We propose a new strategy for a task-completion dialogue agent to learn its policy by interacting with real users. Compared to previous work, our agent learns in a much more efficient way, using only a small number of real user interactions, which amounts to an affordable cost in many nontrivial domains. Our strategy is based on the Deep Dyna-Q (DDQ) framework where planning is integrated into dialogue policy learning. The effectiveness of DDQ is validated by human-in-the-loop experiments, demonstrating that a dialogue agent can efficiently adapt its policy on the fly by interacting with real users via deep RL.

One interesting topic for future research is exploration in planning. We need to deal with the challenge of adapting the world model in a changing environment, as exemplified by the domain extension problem Lipton et al. (2016). As pointed out by Sutton and Barto (1998), the general problem here is a particular manifestation of the conflict between exploration and exploitation. In a planning context, exploration means trying actions that may improve the world model, whereas exploitation means trying to behave in the optimal way given the current model. To this end, we want the agent to explore in the environment, but not so much that the performance would be greatly degraded.
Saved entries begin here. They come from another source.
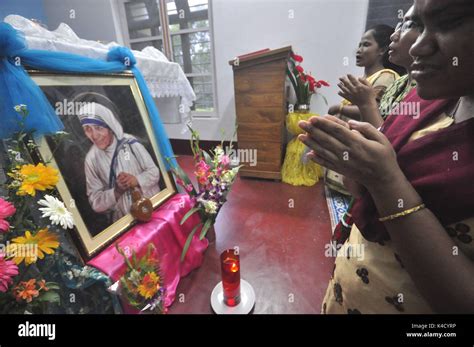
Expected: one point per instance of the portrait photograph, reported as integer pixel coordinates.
(108, 151)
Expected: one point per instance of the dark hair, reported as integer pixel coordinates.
(381, 34)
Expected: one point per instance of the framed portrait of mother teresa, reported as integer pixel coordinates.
(108, 152)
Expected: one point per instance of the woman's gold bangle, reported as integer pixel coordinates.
(403, 213)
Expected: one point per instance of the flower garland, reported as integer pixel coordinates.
(24, 241)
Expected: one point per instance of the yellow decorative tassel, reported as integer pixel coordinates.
(297, 171)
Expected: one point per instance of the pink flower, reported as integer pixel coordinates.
(225, 161)
(6, 210)
(202, 172)
(179, 181)
(8, 269)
We would like to thank Chris Brockett, Yun-Nung Chen, Michel Galley and Lihong Li for their insightful comments on the paper. We would like to acknowledge the volunteers from Microsoft Research for helping us with the human-in-the-loop experiments. This work was done when Baolin Peng and Shang-Yu Su were visiting Microsoft. Baolin Peng is in part supported by Innovation and Technology Fund (6904333), and General Research Fund of Hong Kong (12183516).


Appendix A Dataset Annotation Schema

Table 4 lists all annotated dialogue acts and slots in details.
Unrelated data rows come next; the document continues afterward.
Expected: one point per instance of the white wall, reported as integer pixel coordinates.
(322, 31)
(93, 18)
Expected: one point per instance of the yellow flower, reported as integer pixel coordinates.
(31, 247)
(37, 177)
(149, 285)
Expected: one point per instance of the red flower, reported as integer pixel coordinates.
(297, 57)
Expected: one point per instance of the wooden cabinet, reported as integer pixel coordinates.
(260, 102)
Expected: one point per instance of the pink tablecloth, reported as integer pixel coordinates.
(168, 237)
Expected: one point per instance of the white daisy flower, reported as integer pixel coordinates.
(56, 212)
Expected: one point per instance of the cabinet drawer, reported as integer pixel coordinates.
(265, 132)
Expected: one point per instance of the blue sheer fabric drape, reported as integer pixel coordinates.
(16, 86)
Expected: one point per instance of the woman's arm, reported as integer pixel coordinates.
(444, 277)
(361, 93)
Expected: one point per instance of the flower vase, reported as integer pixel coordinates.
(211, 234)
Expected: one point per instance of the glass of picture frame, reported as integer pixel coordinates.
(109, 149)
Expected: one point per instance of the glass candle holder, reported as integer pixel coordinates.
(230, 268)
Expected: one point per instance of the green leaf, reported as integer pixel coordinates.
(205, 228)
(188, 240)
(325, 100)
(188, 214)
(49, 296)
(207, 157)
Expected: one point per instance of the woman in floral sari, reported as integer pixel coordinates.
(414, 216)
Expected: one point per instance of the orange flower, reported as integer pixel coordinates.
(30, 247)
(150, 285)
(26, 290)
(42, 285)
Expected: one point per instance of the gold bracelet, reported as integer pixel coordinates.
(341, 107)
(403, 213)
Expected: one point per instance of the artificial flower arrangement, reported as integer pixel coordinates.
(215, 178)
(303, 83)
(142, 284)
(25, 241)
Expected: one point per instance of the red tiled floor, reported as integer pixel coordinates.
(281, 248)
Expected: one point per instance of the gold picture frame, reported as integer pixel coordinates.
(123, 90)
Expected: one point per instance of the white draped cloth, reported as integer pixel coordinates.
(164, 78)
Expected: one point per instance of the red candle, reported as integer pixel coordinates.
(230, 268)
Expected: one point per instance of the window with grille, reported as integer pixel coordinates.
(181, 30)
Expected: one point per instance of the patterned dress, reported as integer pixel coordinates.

request, inform, deny, confirm_question,
Intent confirm_answer, greeting, closing, not_sure,
multiple_choice, thanks, welcome
Slot city, closing, date, distanceconstraints,
greeting, moviename, numberofpeople,
price, starttime, state, taskcomplete, theater,
theater_chain, ticket, video_format, zip
Table 4: The data annotation schema

Appendix B User Simulator

In the task-completion dialogue setting, the entire conversation is around a user goal implicitly, but the agent knows nothing about the user goal explicitly and its objective is to help the user to accomplish this goal. Generally, the definition of user goal contains two parts:

  • inform_slots contain a number of slot-value pairs which serve as constraints from the user.

  • request_slots contain a set of slots that user has no information about the values, but wants to get the values from the agent during the conversation. ticket is a default slot which always appears in the request_slots part of user goal.
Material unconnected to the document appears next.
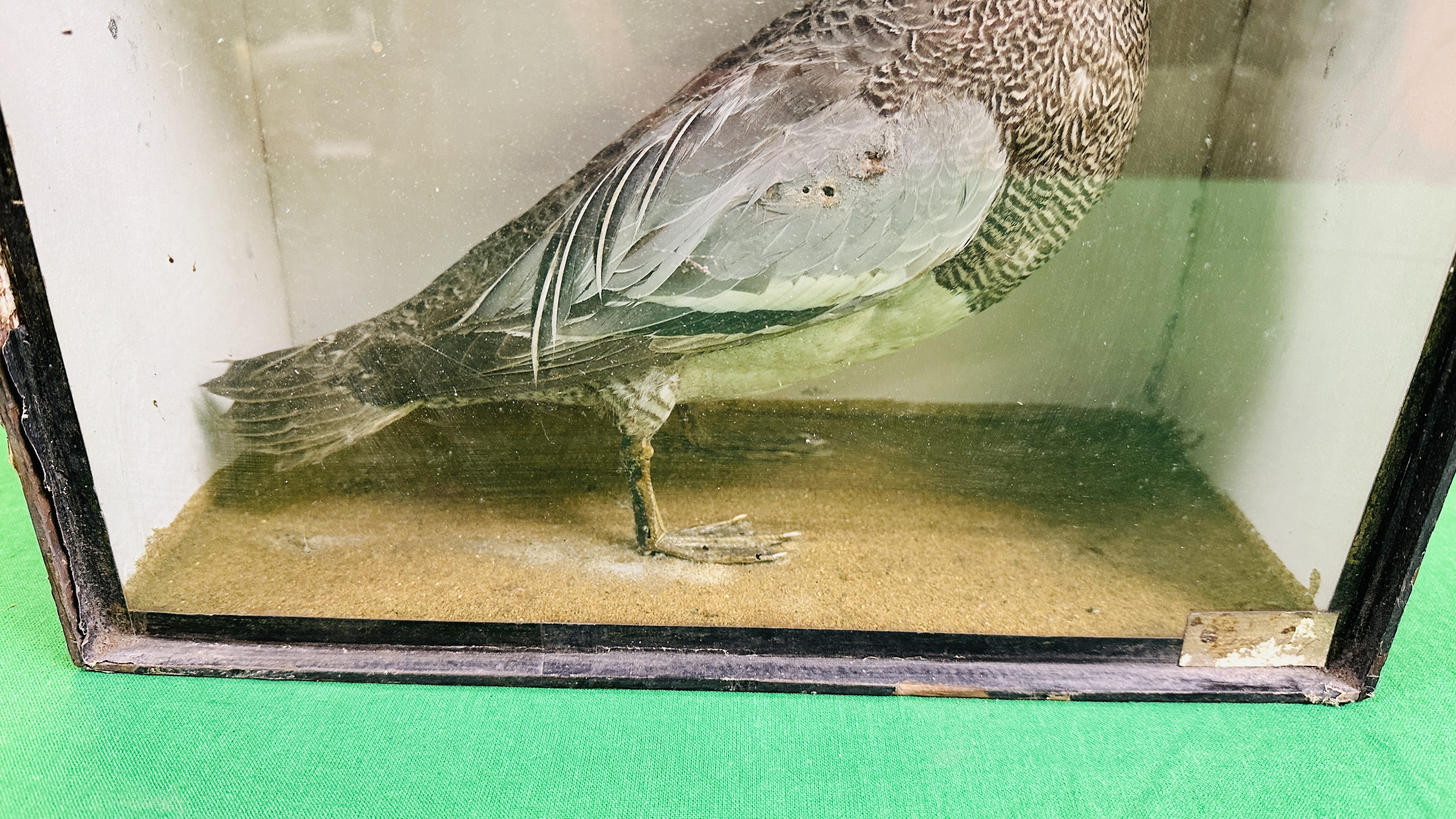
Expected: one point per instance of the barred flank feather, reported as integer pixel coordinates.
(1028, 222)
To make the user goal more realistic, we add some constraints in the user goal: slots are split into two groups. Some of slots must appear in the user goal, we called these elements as Required slots. In the movie-booking scenario, it includes moviename, theater, starttime, date, numberofpeople; the rest slots are Optional slots, for example, theater_chain, video_format etc.

We generated the user goals from the labeled dataset mentioned in Section 3.1, using two mechanisms. One mechanism is to extract all the slots (known and unknown) from the first user turns (excluding the greeting user turn) in the data, since usually the first turn contains some or all the required information from user. The other mechanism is to extract all the slots (known and unknown) that first appear in all the user turns, and then aggregate them into one user goal. We dump these user goals into a file as the user-goal database. Every time when running a dialogue, we randomly sample one user goal from this user goal database.